Planada School District gets money from state to plan upgrades
09/01/2014 5:59 PM
09/01/2014 7:34 PM
Planada Elementary School is more than 60 years old and needs a major upgrade.
The State Allocation Board has disbursed $272,962 to the Planada School District, which can be used for planning a six-pronged list of upgrades ultimately totaling $17 million. In June, Planada voters approved the $1.5 million Measure O bond, which goes into the kitty for modernization.
The first of six phases outlined in a facilities master plan is upgrading the multiple-use room, along with technology improvement to the school.
Trustee Daniel Chavez, 68, attended kindergarten at Planada Elementary School and knows firsthand the need for upgrading at the 9525 E. Broderick St. campus.
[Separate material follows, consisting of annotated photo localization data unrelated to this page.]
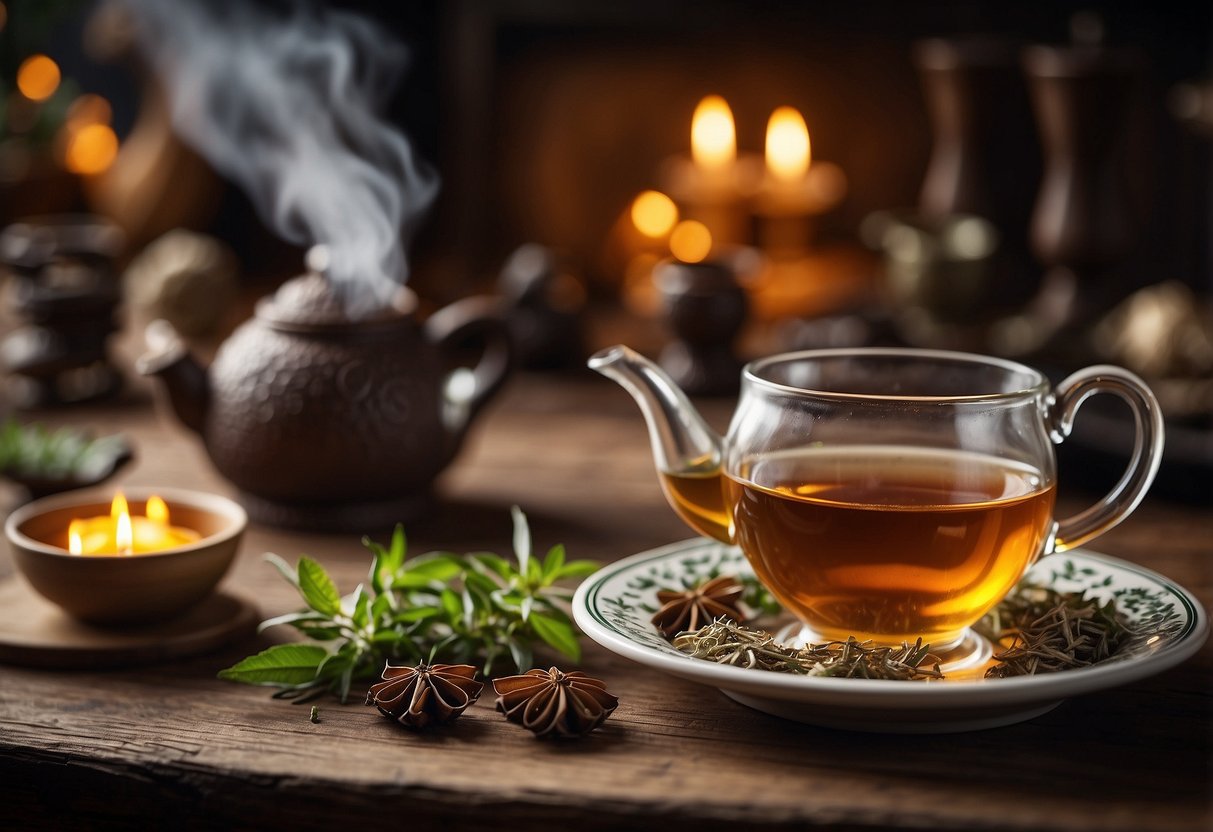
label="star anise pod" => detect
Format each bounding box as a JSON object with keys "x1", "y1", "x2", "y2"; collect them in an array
[
  {"x1": 492, "y1": 667, "x2": 618, "y2": 738},
  {"x1": 365, "y1": 662, "x2": 483, "y2": 728},
  {"x1": 651, "y1": 575, "x2": 745, "y2": 638}
]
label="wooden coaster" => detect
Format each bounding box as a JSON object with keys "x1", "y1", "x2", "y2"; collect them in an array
[{"x1": 0, "y1": 577, "x2": 259, "y2": 670}]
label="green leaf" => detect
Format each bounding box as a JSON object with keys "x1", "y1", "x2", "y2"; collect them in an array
[
  {"x1": 371, "y1": 628, "x2": 404, "y2": 645},
  {"x1": 554, "y1": 560, "x2": 601, "y2": 580},
  {"x1": 469, "y1": 552, "x2": 513, "y2": 580},
  {"x1": 218, "y1": 644, "x2": 328, "y2": 686},
  {"x1": 256, "y1": 610, "x2": 330, "y2": 634},
  {"x1": 351, "y1": 586, "x2": 370, "y2": 629},
  {"x1": 463, "y1": 570, "x2": 500, "y2": 597},
  {"x1": 364, "y1": 539, "x2": 388, "y2": 594},
  {"x1": 371, "y1": 592, "x2": 394, "y2": 621},
  {"x1": 530, "y1": 612, "x2": 580, "y2": 661},
  {"x1": 387, "y1": 524, "x2": 407, "y2": 573},
  {"x1": 506, "y1": 636, "x2": 533, "y2": 672},
  {"x1": 439, "y1": 588, "x2": 463, "y2": 622},
  {"x1": 526, "y1": 555, "x2": 543, "y2": 585},
  {"x1": 511, "y1": 505, "x2": 531, "y2": 577},
  {"x1": 542, "y1": 544, "x2": 566, "y2": 581},
  {"x1": 396, "y1": 554, "x2": 464, "y2": 588},
  {"x1": 364, "y1": 525, "x2": 406, "y2": 593},
  {"x1": 316, "y1": 647, "x2": 355, "y2": 680},
  {"x1": 298, "y1": 557, "x2": 341, "y2": 616},
  {"x1": 461, "y1": 588, "x2": 476, "y2": 627},
  {"x1": 393, "y1": 605, "x2": 442, "y2": 623},
  {"x1": 293, "y1": 621, "x2": 344, "y2": 640},
  {"x1": 264, "y1": 553, "x2": 300, "y2": 587}
]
“Things get old. In the summer, the multipurpose room is unbearable. The modernization plan will bring some equity to both sites,” Chavez said of the elementary and middle school campuses. “The middle school is not that old.”
Superintendent Jose Gonzalez said the district is in line to receive hardship funding from the state.
Gonzalez said the second phase of the facilities master plan is a new wing for prekindergarten and kindergarten pupils, followed by relocating the library media center and creating a replacement media center; upgrading all classrooms to 21st century standards, including handicapped access requirements; converting the old kindergarten pod into a new administration building; and converting the old library to a district office.
Gonzalez said Planada Elementary School was built in the early 1950s. It’s received only minor face-lifts and periodic repainting over the years.
Principal Richard Lopez is looking forward to kicking off renovation in late spring. He’s been principal there for eight years and helped develop the long-range facilities master plan.
“I’m excited, very happy that the community passed the bond measure,” Lopez said. “It’s due, oh, yes. It’s time for upgrades in the cafeteria-gym. The swamp cooler is going out and we don’t want to worry about the weather outside.”
Chavez said they want to change the school and modernize it but have been waiting for the state to assign money for planning.
The $272,962 from the State Allocation Board is part of $93 million to be used for more than 400 Emergency Repair Program projects statewide by 53 local educational agencies, said Tom Torlakson, state superintendent of public instruction.
Torlakson is a member of the allocations board that meets monthly to divvy up state matching funds for construction of new classrooms, modernization of schools and other programs to improve learning environments.
The Emergency Repair Program provides funds to reimburse school districts for the entire cost of repairing or replacing building systems, structural components or equipment that is broken or not functioning properly, Torlakson said.
Gonzalez said the state money will be used for architect’s costs, permits and approval fees charged by the Division of the State Architect, which signs off on new school plans. He conceded there is no state money now for school construction and funding could be years away.
When the work does begin, the big challenge entailed with the multipurpose room modernization will be finding suitable sites to serve breakfast and lunch to Planada Elementary School students while construction is underway, officials said.